Nanotechnology. The era of molecular mechanism promises the
most radical of green visions, since it proposes that human-engineered quasibiological
cells and organelles take over the manufacturing of products and culture. nanotechnology
takes very seriously the notion that manufacturing techniques and methods of manipulating
matter on the microphysical scale can affect the design process of the human-scale world.
In the nanotech world, dwellings and machines can be "grown", and everything that is manufactured
is closer to flesh than stone. The distinction between living and nonliving and organic
and artificial is blurred in the electronic coral reef of human-machine symbiosis contemplated
by the savants of nanotechnology.
Preservation of biological diversity. The
life on this planet and the chemical diversity that it represents is likely to be the
only source of biologically evolved compounds until the day that we discover another planet
as teeming with life as our own. Yet we are destroying the living diversity of our world
at an appalling rate. This must be stopped, not only through the preservation of ecosystems
but also through the preservation of information about those ecosystems that has been
accumulated over thousands of years by the people who live adjacent to them. It is impossible
to underestimate the importance for human health of preservation of folk knowledge concerning
healing plants. All the major healing drugs that have changed history have come from living
plants and fungi. Quinine made conquest of the tropics possible, penicillin and birth
control pills remade the social fabric of the twentieth century. All three of these are
plant-derived pharmaceuticals. My partner Kat and I work in this area by managing Botanical
Dimensions, a botanical garden in Hawaii that seeks to preserve the plants utilized
in Amazonian shamanism, one of the many such systems of knowledge that are fast disappearing.

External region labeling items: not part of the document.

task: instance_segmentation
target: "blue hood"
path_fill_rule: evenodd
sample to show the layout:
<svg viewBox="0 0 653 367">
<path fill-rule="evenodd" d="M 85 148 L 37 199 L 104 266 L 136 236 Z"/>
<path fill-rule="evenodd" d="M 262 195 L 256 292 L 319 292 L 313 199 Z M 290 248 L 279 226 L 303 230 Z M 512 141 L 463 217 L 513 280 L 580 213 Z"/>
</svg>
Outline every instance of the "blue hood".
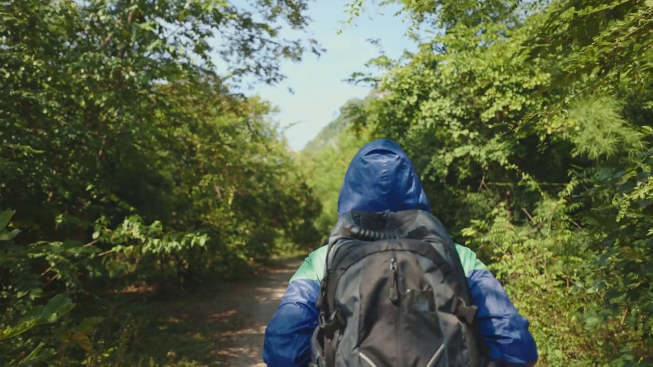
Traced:
<svg viewBox="0 0 653 367">
<path fill-rule="evenodd" d="M 338 215 L 350 210 L 430 212 L 422 183 L 406 152 L 388 139 L 370 142 L 349 163 L 338 198 Z"/>
</svg>

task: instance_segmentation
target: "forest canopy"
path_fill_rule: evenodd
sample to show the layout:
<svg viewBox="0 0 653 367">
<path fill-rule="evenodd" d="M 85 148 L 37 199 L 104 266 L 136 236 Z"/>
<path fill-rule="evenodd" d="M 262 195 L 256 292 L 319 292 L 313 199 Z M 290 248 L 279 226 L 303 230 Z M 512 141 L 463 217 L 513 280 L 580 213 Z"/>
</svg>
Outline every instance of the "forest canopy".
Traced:
<svg viewBox="0 0 653 367">
<path fill-rule="evenodd" d="M 329 172 L 309 183 L 319 228 L 358 147 L 396 140 L 434 214 L 528 317 L 538 365 L 653 364 L 653 2 L 392 3 L 419 49 L 355 73 L 383 97 L 304 153 Z"/>
<path fill-rule="evenodd" d="M 126 289 L 318 247 L 351 157 L 387 138 L 538 365 L 653 365 L 653 1 L 383 0 L 418 50 L 351 71 L 370 95 L 293 152 L 241 91 L 325 51 L 310 3 L 0 5 L 0 364 L 144 363 Z"/>
</svg>

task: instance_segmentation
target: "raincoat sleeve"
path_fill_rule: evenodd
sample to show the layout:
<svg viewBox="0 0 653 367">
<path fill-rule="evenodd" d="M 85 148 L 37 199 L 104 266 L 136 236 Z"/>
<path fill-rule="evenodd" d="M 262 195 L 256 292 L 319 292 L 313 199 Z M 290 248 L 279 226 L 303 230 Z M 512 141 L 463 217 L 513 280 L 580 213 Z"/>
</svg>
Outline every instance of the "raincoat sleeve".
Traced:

The measures outlined above would tend to promote what might be called a
sense of Gaian Holism, that is, a sense of the unity and balance of nature and of our
own human position within the dynamic and evolving balance. It is a plant-based view.

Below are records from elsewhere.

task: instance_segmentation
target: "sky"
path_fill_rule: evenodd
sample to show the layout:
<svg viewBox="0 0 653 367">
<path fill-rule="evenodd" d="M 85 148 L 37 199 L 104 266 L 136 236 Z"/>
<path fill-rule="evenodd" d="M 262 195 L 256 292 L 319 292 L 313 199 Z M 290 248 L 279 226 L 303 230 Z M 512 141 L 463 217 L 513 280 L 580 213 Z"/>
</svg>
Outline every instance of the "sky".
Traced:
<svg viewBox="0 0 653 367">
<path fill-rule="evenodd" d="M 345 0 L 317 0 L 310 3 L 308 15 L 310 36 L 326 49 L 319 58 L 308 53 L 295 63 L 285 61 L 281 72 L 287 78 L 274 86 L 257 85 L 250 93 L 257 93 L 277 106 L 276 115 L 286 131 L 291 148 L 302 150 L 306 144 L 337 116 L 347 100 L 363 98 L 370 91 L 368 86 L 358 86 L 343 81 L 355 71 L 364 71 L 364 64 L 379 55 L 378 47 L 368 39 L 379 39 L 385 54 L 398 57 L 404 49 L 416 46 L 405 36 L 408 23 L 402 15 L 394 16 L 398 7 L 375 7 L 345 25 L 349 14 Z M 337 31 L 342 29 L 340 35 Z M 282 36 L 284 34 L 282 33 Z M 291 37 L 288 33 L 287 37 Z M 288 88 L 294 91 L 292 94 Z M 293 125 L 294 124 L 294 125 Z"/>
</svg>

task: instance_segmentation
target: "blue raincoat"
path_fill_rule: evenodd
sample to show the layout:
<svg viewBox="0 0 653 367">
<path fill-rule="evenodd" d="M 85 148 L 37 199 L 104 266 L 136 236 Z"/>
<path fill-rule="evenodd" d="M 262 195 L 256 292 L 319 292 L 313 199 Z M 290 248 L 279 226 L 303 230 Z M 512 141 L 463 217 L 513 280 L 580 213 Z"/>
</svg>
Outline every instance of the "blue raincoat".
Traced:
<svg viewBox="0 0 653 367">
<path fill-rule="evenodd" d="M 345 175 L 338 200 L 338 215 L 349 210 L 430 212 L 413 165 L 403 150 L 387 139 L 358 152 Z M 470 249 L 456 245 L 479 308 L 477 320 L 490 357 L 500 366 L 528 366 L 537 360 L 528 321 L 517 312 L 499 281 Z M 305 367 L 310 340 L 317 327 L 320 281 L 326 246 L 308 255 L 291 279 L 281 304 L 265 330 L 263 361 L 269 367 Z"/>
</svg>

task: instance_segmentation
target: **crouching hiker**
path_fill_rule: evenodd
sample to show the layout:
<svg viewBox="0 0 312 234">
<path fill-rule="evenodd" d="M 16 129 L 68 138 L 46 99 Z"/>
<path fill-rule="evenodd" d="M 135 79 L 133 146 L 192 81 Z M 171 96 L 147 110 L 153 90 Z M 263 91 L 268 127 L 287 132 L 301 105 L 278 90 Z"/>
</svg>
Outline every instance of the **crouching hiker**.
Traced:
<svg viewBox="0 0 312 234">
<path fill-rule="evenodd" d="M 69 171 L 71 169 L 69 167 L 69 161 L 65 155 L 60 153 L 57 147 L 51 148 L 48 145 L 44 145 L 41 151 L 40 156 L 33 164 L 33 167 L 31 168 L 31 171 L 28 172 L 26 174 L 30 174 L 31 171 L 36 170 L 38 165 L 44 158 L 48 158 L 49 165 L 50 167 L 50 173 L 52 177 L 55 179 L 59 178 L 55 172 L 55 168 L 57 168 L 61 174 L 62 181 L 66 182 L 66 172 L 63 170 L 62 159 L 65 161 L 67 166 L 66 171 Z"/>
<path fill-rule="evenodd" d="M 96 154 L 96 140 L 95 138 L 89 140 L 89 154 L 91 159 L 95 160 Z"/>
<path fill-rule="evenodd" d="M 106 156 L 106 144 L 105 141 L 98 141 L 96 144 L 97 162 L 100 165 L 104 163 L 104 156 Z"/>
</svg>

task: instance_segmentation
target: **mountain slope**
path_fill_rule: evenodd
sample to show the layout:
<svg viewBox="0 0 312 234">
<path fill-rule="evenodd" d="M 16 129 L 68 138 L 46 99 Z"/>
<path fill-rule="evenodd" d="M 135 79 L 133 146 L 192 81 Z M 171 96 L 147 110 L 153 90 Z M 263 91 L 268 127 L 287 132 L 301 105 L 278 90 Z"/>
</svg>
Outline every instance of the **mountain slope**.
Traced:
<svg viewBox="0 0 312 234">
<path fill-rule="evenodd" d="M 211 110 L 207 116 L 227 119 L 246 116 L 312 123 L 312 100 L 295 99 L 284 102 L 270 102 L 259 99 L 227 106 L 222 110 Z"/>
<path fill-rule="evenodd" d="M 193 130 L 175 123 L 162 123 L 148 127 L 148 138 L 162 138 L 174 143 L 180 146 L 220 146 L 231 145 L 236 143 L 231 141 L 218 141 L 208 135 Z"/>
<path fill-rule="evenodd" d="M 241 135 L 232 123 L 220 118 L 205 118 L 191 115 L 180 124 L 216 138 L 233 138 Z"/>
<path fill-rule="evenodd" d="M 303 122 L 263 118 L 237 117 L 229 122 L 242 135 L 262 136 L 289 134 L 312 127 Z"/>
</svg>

This return to a perspective on self and ego that places them within the larger context
of planetary life and evolution is the essence of the Archaic Revival. Marshall
McLuhan was correct to see that planetary human culture, the global village,
would be tribal in character. The next great step toward a planetary holism is the partial
merging of the technologically transformed human world with the archaic matrix of vegetable
intelligence that is the Overmind of the planet.

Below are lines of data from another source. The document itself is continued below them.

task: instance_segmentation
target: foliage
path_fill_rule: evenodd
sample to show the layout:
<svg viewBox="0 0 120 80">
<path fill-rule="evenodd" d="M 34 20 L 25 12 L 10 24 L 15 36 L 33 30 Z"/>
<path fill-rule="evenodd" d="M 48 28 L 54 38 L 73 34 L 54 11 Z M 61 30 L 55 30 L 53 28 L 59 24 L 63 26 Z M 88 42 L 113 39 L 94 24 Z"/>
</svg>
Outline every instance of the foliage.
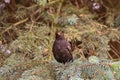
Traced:
<svg viewBox="0 0 120 80">
<path fill-rule="evenodd" d="M 89 62 L 94 60 L 94 62 Z M 96 62 L 97 60 L 97 62 Z M 112 64 L 109 60 L 98 59 L 90 57 L 89 61 L 83 61 L 82 59 L 75 60 L 73 63 L 68 63 L 65 66 L 60 64 L 53 65 L 57 68 L 55 69 L 56 80 L 114 80 L 114 74 L 112 72 L 112 66 L 117 65 Z M 119 63 L 119 62 L 118 62 Z M 118 66 L 120 66 L 118 64 Z M 116 69 L 116 68 L 114 68 Z M 118 73 L 119 74 L 119 73 Z"/>
</svg>

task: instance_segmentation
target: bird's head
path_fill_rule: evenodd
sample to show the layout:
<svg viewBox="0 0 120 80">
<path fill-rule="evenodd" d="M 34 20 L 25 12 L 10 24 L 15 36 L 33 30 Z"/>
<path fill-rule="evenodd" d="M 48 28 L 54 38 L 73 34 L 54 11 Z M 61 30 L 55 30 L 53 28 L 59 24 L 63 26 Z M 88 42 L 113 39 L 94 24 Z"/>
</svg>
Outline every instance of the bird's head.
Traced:
<svg viewBox="0 0 120 80">
<path fill-rule="evenodd" d="M 64 39 L 64 32 L 63 31 L 56 31 L 55 38 L 56 39 Z"/>
</svg>

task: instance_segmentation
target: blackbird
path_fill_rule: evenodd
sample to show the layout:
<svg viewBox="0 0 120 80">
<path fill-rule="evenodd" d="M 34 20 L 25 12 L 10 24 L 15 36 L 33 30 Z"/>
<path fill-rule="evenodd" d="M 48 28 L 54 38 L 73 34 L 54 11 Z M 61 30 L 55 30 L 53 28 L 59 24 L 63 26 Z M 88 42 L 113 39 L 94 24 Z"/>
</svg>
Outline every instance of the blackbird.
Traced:
<svg viewBox="0 0 120 80">
<path fill-rule="evenodd" d="M 73 61 L 71 44 L 65 39 L 63 31 L 56 31 L 52 52 L 54 58 L 60 63 Z"/>
</svg>

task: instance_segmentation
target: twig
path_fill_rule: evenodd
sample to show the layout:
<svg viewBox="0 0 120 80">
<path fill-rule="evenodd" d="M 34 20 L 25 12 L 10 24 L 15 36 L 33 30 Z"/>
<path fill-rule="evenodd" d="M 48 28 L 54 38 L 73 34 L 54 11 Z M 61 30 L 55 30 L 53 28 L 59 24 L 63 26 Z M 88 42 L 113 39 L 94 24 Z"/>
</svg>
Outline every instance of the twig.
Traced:
<svg viewBox="0 0 120 80">
<path fill-rule="evenodd" d="M 20 25 L 22 23 L 25 23 L 28 20 L 29 20 L 29 18 L 26 18 L 26 19 L 23 19 L 23 20 L 21 20 L 19 22 L 16 22 L 15 24 L 13 24 L 10 27 L 8 27 L 7 29 L 5 29 L 1 34 L 4 34 L 6 31 L 8 31 L 8 30 L 12 29 L 13 27 L 16 27 L 16 26 L 18 26 L 18 25 Z"/>
</svg>

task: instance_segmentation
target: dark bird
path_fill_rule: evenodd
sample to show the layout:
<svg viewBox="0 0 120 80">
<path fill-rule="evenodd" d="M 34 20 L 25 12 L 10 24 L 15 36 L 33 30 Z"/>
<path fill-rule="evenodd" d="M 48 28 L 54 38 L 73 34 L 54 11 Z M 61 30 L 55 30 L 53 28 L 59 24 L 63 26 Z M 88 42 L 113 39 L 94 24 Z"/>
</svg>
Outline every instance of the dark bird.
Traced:
<svg viewBox="0 0 120 80">
<path fill-rule="evenodd" d="M 62 31 L 56 31 L 52 48 L 55 59 L 60 63 L 73 61 L 71 44 L 65 39 Z"/>
</svg>

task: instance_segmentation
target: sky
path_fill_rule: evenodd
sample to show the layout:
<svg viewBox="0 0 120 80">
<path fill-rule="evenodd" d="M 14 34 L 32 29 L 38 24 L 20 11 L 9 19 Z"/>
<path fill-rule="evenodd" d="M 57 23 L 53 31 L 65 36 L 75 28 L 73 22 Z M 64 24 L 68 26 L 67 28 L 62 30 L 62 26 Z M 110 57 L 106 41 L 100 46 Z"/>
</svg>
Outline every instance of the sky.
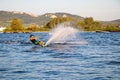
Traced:
<svg viewBox="0 0 120 80">
<path fill-rule="evenodd" d="M 111 21 L 120 19 L 120 0 L 0 0 L 1 10 L 36 15 L 65 12 Z"/>
</svg>

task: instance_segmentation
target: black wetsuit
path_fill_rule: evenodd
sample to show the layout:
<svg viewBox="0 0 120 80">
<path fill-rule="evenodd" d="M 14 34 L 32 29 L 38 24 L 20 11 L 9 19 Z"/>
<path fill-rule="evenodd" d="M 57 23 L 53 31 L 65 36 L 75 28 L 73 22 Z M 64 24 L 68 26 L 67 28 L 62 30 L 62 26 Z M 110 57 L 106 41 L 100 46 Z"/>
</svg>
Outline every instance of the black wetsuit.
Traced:
<svg viewBox="0 0 120 80">
<path fill-rule="evenodd" d="M 32 39 L 30 40 L 32 43 L 34 43 L 35 45 L 38 45 L 40 41 L 37 41 L 36 39 Z"/>
</svg>

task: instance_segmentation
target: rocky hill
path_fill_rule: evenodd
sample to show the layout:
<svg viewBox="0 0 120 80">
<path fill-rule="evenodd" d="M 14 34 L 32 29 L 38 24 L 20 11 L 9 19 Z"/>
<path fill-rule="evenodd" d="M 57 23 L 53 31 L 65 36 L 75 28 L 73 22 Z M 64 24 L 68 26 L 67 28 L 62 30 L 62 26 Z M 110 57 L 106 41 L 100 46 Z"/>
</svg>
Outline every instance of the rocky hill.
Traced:
<svg viewBox="0 0 120 80">
<path fill-rule="evenodd" d="M 13 18 L 18 18 L 23 24 L 36 23 L 38 25 L 44 25 L 51 19 L 56 17 L 72 17 L 76 20 L 83 20 L 84 17 L 73 15 L 69 13 L 46 13 L 43 15 L 33 15 L 25 12 L 15 12 L 15 11 L 0 11 L 0 25 L 8 24 Z M 120 25 L 120 19 L 113 21 L 101 21 L 103 24 L 117 24 Z"/>
<path fill-rule="evenodd" d="M 46 13 L 43 15 L 32 15 L 25 12 L 9 12 L 9 11 L 0 11 L 0 23 L 9 23 L 13 18 L 18 18 L 22 21 L 23 24 L 32 24 L 36 23 L 38 25 L 43 25 L 49 22 L 52 18 L 55 17 L 72 17 L 77 20 L 84 19 L 81 16 L 72 15 L 68 13 Z"/>
</svg>

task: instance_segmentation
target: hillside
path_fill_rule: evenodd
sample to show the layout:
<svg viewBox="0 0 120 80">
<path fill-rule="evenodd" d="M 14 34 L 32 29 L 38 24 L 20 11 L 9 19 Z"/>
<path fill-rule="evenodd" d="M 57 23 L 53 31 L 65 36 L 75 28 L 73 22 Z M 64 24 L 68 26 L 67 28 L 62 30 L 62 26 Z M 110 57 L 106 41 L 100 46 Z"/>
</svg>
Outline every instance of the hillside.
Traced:
<svg viewBox="0 0 120 80">
<path fill-rule="evenodd" d="M 49 22 L 52 18 L 55 17 L 72 17 L 77 20 L 84 19 L 81 16 L 72 15 L 68 13 L 46 13 L 39 16 L 34 16 L 25 12 L 9 12 L 9 11 L 0 11 L 0 24 L 7 24 L 13 18 L 18 18 L 22 21 L 23 24 L 32 24 L 36 23 L 38 25 L 44 25 Z"/>
<path fill-rule="evenodd" d="M 25 12 L 15 12 L 15 11 L 0 11 L 0 26 L 6 26 L 13 18 L 18 18 L 22 21 L 23 24 L 38 24 L 44 25 L 49 22 L 51 19 L 56 17 L 72 17 L 75 20 L 83 20 L 84 17 L 73 15 L 69 13 L 46 13 L 43 15 L 33 15 Z M 115 24 L 120 25 L 120 19 L 113 21 L 100 21 L 103 24 Z"/>
</svg>

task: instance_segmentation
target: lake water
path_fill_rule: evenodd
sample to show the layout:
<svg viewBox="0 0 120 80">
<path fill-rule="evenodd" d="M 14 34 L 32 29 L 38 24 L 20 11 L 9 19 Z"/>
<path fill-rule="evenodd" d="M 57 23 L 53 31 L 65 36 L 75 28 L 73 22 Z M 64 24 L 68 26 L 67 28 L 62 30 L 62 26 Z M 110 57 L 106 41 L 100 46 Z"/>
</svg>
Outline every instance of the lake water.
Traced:
<svg viewBox="0 0 120 80">
<path fill-rule="evenodd" d="M 32 34 L 49 39 L 45 32 Z M 45 48 L 29 35 L 0 33 L 0 80 L 120 80 L 119 32 L 80 32 L 78 41 L 87 43 Z"/>
</svg>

I hesitate to call this dawning awareness religious,
yet that is what it surely is. And it will involve a full exploration of the dimensions
revealed by plant hallucinogens, especially those structurally related to neurotransmitters
already present and functioning in the human brain. Careful exploration of the
plant hallucinogens will probe the most archaic and sensitive level of the drama of the
emergence of consciousness; it was in the plant-human symbiotic relationships that characterized
archaic society and religion that the numinous mystery was originally experienced. And
this experience is no less mysterious for us today, in spite of the general assumption
that we have replaced the simple awe of our ancestors with philosophical and epistemic
tools of the utmost sophistication and analytical power.